I’ve been on the road a bit too much recently and my travels have taken me to America twice in the past month.
Sadly I wasn’t fortunate enough to attend the geek-fest that is SXSW, however I did manage two trips that partly made up for that missed opportunity. The first was to the West Coast to spend a few days visiting Facebook, the second to the East Coast where as part of the trip we visited the MIT Media Lab.
Both organizations use innovation to drive everything that they do. How they go about harnessing this creative spark is quite different in each case.
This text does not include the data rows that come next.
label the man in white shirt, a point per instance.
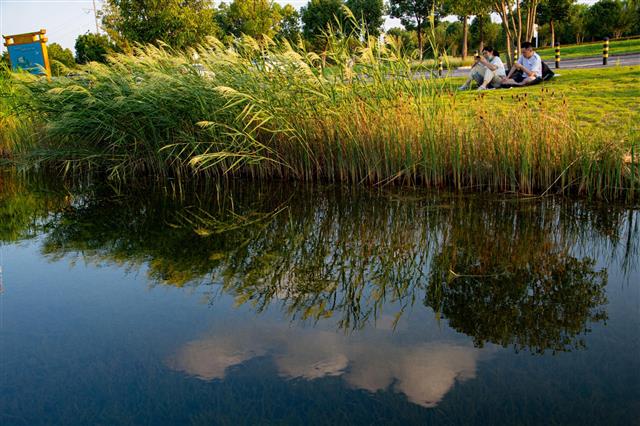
(528, 68)
(488, 70)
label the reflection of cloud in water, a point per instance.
(424, 372)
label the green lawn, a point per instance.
(598, 98)
(591, 49)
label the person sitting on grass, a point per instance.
(488, 71)
(527, 70)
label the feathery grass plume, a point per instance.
(357, 114)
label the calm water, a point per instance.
(254, 304)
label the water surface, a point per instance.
(245, 303)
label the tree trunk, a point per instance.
(419, 30)
(465, 36)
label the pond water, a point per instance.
(247, 303)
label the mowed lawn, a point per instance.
(621, 47)
(605, 98)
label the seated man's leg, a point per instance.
(477, 73)
(490, 78)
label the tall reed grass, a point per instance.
(267, 110)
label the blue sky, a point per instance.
(65, 20)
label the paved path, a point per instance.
(580, 63)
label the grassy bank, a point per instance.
(266, 111)
(616, 47)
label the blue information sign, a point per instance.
(27, 57)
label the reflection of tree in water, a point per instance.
(508, 272)
(26, 205)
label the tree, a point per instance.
(465, 9)
(552, 11)
(407, 39)
(255, 18)
(484, 32)
(93, 48)
(510, 12)
(414, 14)
(317, 15)
(178, 23)
(61, 59)
(289, 26)
(370, 12)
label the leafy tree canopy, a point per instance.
(93, 48)
(178, 23)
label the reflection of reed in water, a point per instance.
(521, 271)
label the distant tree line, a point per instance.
(185, 23)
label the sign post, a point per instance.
(28, 52)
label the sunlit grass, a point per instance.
(271, 111)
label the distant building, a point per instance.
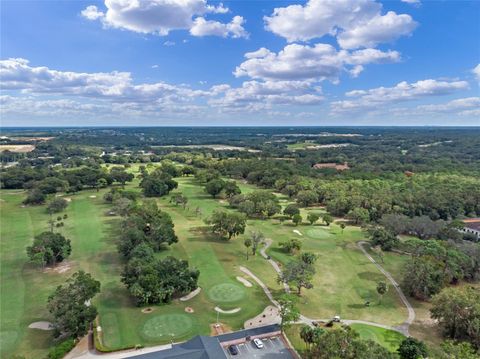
(472, 226)
(204, 347)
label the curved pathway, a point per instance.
(411, 312)
(403, 328)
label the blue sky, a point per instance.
(197, 62)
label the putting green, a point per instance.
(318, 233)
(167, 326)
(226, 292)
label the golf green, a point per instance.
(226, 292)
(167, 326)
(318, 233)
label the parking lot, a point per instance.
(273, 348)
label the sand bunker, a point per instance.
(245, 282)
(268, 316)
(191, 295)
(231, 311)
(41, 325)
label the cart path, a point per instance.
(403, 328)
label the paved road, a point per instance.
(403, 328)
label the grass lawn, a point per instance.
(387, 338)
(345, 278)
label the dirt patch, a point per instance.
(219, 328)
(245, 282)
(41, 325)
(190, 295)
(231, 311)
(268, 316)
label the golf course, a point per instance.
(345, 279)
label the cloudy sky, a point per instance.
(256, 62)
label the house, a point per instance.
(472, 226)
(204, 347)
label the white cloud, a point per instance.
(202, 27)
(256, 95)
(355, 23)
(17, 74)
(92, 13)
(300, 62)
(403, 91)
(412, 2)
(159, 17)
(378, 30)
(476, 72)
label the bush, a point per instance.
(61, 349)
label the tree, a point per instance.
(411, 348)
(157, 184)
(313, 217)
(227, 223)
(291, 210)
(56, 205)
(231, 189)
(288, 310)
(155, 281)
(70, 305)
(49, 248)
(423, 277)
(299, 272)
(359, 215)
(382, 288)
(381, 237)
(146, 223)
(458, 312)
(291, 246)
(345, 343)
(35, 196)
(297, 219)
(214, 187)
(307, 198)
(119, 174)
(247, 243)
(327, 219)
(456, 350)
(257, 238)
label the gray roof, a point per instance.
(203, 347)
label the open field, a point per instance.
(17, 148)
(345, 278)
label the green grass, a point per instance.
(385, 337)
(344, 281)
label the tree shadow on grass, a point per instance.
(371, 276)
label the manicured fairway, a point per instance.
(344, 281)
(387, 338)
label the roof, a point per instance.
(203, 347)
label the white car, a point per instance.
(258, 343)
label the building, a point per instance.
(472, 226)
(204, 347)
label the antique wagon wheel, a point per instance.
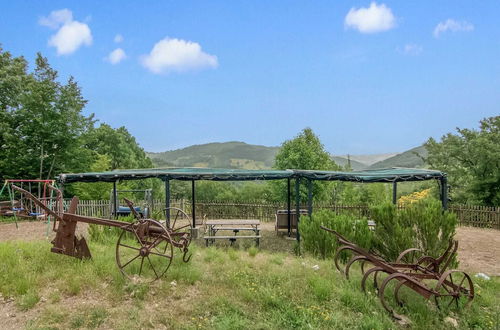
(144, 248)
(409, 256)
(454, 289)
(367, 274)
(402, 279)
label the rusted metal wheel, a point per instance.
(454, 290)
(370, 271)
(402, 279)
(409, 256)
(144, 249)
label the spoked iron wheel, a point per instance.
(398, 286)
(144, 249)
(454, 290)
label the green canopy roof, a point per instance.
(217, 174)
(185, 173)
(396, 174)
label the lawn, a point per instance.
(221, 288)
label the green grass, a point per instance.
(221, 288)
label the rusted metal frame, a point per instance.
(36, 201)
(132, 209)
(297, 207)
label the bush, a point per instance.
(422, 224)
(323, 244)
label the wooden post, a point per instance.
(193, 206)
(444, 192)
(394, 192)
(309, 197)
(289, 207)
(297, 206)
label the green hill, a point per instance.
(224, 155)
(355, 165)
(408, 158)
(247, 156)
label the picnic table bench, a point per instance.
(213, 227)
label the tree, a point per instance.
(472, 160)
(41, 119)
(304, 152)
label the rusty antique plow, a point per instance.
(145, 247)
(424, 275)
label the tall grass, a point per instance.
(218, 289)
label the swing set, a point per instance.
(19, 206)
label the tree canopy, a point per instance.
(43, 130)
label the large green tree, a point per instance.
(304, 152)
(42, 119)
(471, 158)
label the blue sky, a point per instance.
(366, 77)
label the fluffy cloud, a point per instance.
(453, 26)
(70, 35)
(118, 38)
(56, 18)
(376, 18)
(116, 56)
(411, 49)
(177, 55)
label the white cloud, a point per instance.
(71, 34)
(411, 49)
(118, 38)
(116, 56)
(177, 55)
(453, 26)
(376, 18)
(56, 18)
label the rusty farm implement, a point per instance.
(145, 247)
(425, 275)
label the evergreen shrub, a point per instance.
(323, 244)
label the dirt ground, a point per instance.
(478, 250)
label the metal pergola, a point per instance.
(193, 174)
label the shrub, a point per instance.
(421, 224)
(323, 244)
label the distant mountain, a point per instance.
(224, 155)
(355, 165)
(372, 159)
(247, 156)
(408, 158)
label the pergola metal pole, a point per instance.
(297, 206)
(193, 208)
(115, 206)
(394, 192)
(289, 211)
(167, 201)
(444, 192)
(309, 197)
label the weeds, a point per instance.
(218, 289)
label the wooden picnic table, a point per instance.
(212, 227)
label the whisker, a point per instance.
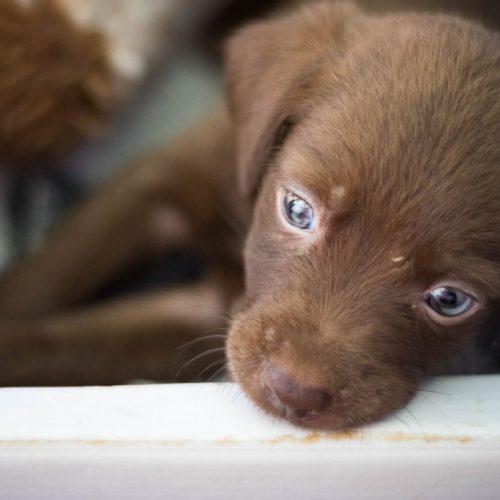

Facebook surprised me. It’s rare to find a company, especially one with such a high-profile that maintains such a clear and dedicated focus. What they tried to convince us was that the day Facebook starts to hire ad-agency creatives is the day they will have failed in their mission. Instead they harness the collective efforts of just over 2,000 people most of whom are engineers, in a process of iteration, experimentation and just plain trying things out. This effort is channeled towards improving and developing their platform rather than worrying about what ends up on the platform itself.
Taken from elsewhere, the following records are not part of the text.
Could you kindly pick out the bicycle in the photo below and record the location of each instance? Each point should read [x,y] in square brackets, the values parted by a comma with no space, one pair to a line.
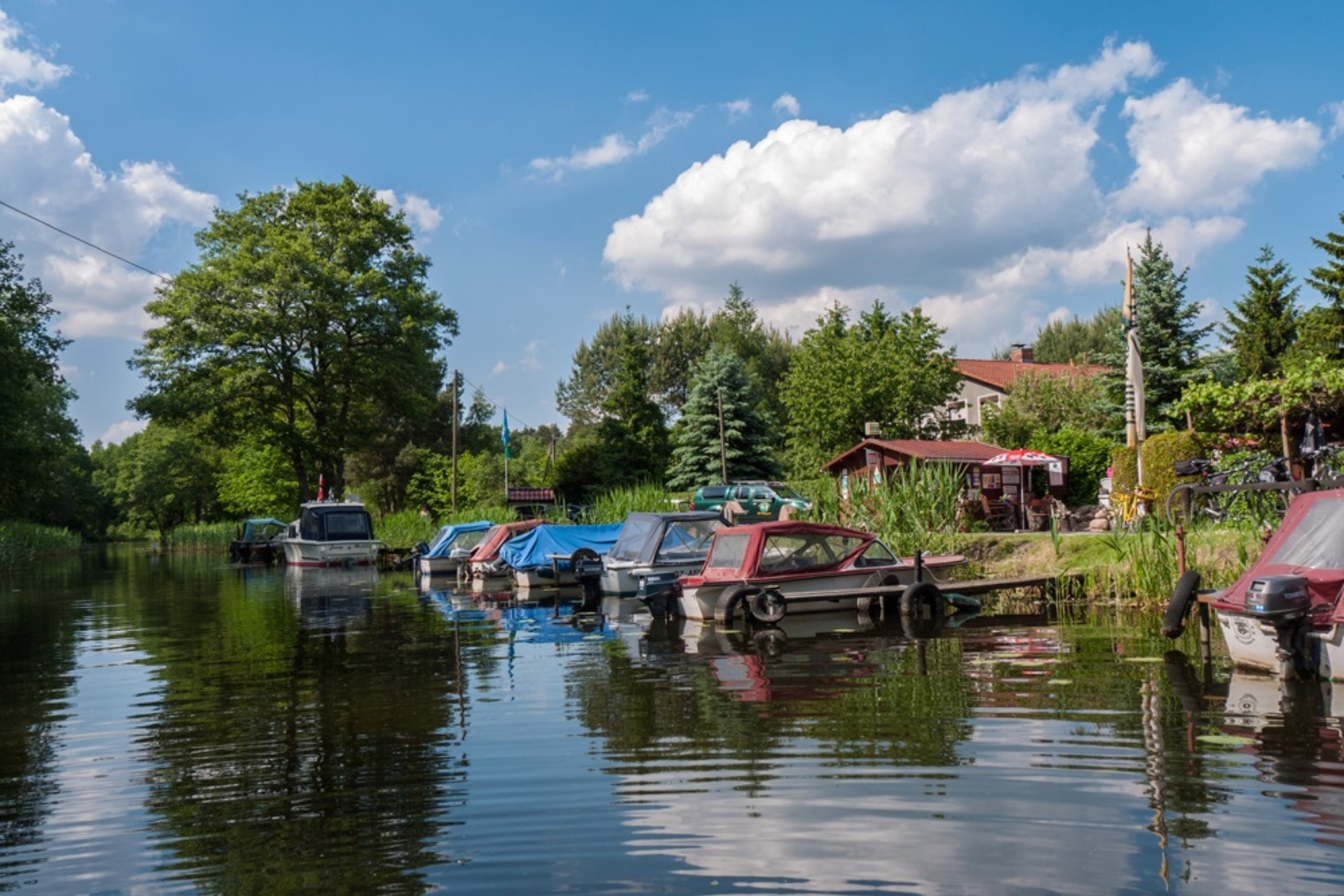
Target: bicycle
[1186,505]
[1132,505]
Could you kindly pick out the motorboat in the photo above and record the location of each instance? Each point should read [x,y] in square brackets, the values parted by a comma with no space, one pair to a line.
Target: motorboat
[543,556]
[452,546]
[484,564]
[771,569]
[331,534]
[1285,614]
[257,542]
[653,550]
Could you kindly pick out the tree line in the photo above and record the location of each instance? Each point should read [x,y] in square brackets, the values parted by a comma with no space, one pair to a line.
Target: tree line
[304,343]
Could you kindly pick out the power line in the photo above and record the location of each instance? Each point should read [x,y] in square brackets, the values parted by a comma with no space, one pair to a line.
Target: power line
[80,239]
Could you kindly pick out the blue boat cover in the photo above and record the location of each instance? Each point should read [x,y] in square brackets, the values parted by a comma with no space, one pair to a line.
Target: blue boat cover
[444,542]
[537,547]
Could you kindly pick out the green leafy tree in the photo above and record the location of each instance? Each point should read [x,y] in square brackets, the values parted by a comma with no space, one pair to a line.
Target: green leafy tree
[1168,336]
[699,455]
[1043,403]
[45,467]
[882,368]
[1077,340]
[1263,325]
[307,320]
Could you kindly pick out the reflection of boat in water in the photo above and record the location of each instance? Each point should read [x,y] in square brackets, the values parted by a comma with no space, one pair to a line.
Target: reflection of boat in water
[331,598]
[1285,614]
Their innovation was focused and purposeful. It has clear direction and well articulated goals.
MIT Media Lab on the other hand is much more freeform. The same level of dedication, intellectualism and culture of experimentation, but comfortable to leave the end result as a ‘what if?’ Experimentation is valued in its own right, as you might expect from an academic environment. Doing and making is valued above all else. Yet there is no embarrassment in talking about the potential for commercialisation of their ideas should that be possible.
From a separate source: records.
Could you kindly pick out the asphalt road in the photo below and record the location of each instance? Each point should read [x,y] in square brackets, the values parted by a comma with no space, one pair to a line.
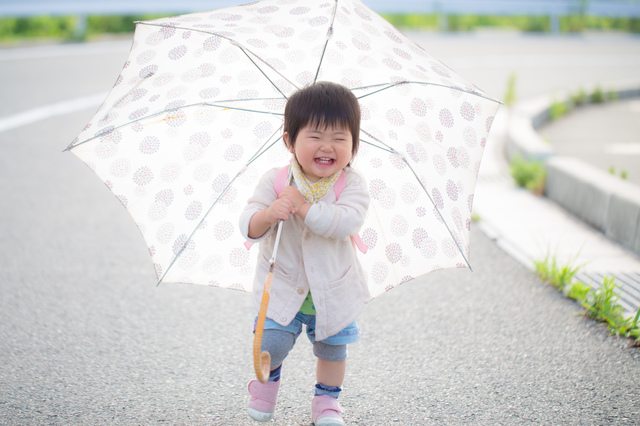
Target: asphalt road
[87,338]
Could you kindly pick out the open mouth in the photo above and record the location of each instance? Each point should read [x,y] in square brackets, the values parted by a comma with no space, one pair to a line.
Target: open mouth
[324,161]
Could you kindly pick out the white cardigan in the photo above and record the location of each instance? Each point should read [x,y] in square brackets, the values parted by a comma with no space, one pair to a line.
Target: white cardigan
[315,254]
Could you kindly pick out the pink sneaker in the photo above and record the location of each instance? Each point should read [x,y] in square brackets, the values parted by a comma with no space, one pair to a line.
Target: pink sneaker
[263,400]
[325,411]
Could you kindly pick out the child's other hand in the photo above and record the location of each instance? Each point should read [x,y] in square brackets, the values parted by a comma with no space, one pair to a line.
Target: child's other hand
[278,210]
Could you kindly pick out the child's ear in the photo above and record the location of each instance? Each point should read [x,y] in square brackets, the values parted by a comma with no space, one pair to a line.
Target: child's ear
[286,138]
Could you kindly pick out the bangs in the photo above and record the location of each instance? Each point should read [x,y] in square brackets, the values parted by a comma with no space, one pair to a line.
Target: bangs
[323,105]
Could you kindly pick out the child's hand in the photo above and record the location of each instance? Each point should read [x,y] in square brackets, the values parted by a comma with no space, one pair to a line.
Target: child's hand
[300,206]
[278,210]
[294,196]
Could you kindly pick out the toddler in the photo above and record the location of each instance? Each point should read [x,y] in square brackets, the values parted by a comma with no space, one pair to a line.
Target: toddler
[317,279]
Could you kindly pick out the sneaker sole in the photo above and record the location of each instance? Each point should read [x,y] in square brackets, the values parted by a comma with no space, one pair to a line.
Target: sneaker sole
[259,416]
[329,421]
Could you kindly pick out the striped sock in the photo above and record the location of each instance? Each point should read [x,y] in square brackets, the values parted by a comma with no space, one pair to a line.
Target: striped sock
[322,389]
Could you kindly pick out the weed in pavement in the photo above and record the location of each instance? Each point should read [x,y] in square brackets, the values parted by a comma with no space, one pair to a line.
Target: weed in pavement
[601,304]
[529,174]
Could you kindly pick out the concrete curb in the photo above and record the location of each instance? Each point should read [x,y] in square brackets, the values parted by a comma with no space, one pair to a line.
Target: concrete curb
[603,201]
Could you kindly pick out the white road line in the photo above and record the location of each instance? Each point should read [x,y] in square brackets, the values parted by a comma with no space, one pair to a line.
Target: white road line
[52,110]
[65,50]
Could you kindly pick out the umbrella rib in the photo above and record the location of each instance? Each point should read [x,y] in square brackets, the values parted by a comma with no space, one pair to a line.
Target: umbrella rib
[326,42]
[261,151]
[390,149]
[393,151]
[168,111]
[438,210]
[265,74]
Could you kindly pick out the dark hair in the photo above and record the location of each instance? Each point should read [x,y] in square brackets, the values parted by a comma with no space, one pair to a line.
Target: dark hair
[323,104]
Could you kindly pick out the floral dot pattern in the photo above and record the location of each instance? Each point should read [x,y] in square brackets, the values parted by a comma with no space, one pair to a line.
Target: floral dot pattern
[195,118]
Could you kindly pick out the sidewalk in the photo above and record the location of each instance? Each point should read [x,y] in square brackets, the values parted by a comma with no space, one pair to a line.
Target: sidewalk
[529,227]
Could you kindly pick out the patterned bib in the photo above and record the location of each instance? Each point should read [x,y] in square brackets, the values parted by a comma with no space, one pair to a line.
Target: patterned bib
[312,192]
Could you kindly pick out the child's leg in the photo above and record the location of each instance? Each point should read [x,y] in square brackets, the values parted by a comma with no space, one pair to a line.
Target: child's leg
[264,396]
[278,343]
[330,371]
[332,364]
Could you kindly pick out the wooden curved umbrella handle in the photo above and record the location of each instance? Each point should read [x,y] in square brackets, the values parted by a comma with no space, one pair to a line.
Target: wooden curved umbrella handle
[262,360]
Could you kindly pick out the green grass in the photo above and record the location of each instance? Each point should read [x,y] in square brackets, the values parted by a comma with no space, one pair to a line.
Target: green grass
[63,27]
[600,304]
[559,109]
[560,276]
[528,174]
[510,96]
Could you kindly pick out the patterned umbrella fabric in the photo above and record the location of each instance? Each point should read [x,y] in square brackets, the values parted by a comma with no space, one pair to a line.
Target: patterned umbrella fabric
[195,118]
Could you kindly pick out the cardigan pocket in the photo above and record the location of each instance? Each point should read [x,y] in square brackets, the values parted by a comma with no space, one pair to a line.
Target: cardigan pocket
[343,294]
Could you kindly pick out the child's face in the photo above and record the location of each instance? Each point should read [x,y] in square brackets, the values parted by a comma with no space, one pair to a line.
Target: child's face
[321,152]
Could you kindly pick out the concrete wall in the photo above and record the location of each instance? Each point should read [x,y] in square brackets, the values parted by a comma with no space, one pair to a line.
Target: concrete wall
[601,200]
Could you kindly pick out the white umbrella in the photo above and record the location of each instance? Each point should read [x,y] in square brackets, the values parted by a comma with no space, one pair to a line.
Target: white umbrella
[195,118]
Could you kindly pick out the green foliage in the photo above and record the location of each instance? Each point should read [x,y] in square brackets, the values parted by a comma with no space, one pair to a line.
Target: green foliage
[573,24]
[510,96]
[558,109]
[528,174]
[63,27]
[37,27]
[558,276]
[418,21]
[601,305]
[598,95]
[578,291]
[579,98]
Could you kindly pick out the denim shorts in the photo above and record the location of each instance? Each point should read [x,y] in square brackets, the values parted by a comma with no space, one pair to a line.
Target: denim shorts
[349,334]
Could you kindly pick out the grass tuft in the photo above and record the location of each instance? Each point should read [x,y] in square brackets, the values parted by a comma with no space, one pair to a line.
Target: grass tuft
[600,304]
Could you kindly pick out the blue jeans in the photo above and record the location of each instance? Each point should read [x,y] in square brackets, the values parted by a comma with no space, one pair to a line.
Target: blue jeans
[278,340]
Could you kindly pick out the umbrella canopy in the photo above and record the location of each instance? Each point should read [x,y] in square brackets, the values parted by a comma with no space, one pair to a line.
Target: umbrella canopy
[195,118]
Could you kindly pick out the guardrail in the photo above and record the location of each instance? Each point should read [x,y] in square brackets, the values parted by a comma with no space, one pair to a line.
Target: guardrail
[552,8]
Their process of innovation is the point of the exercise. Dispersed and open, used to find out the question rather than just provide an answer.
As agencies we often seek to place innovation on a pedestal. Innovation is the secret-sauce. Innovation is what makes the difference, what makes us stand out from the crowd. All ideas will benefit from a sprinkling of innovation pixie dust. In most cases how agencies harness innovation is in addition to what we do day-to-day.
In the case of Facebook and MIT, innovation is what they actually do. In order to maintain that focus and to ensure the innovation is actually effective they have to choose to not to do the other things. They both recognise that innovation can’t exist as a peripheral activity, its not there to make them look good or make up for banality elsewhere.
Innovation is wasted as a discrete little package, it thrives when baked-in to everything we do.
(A version of this post first appeared in Campaign Magazine.)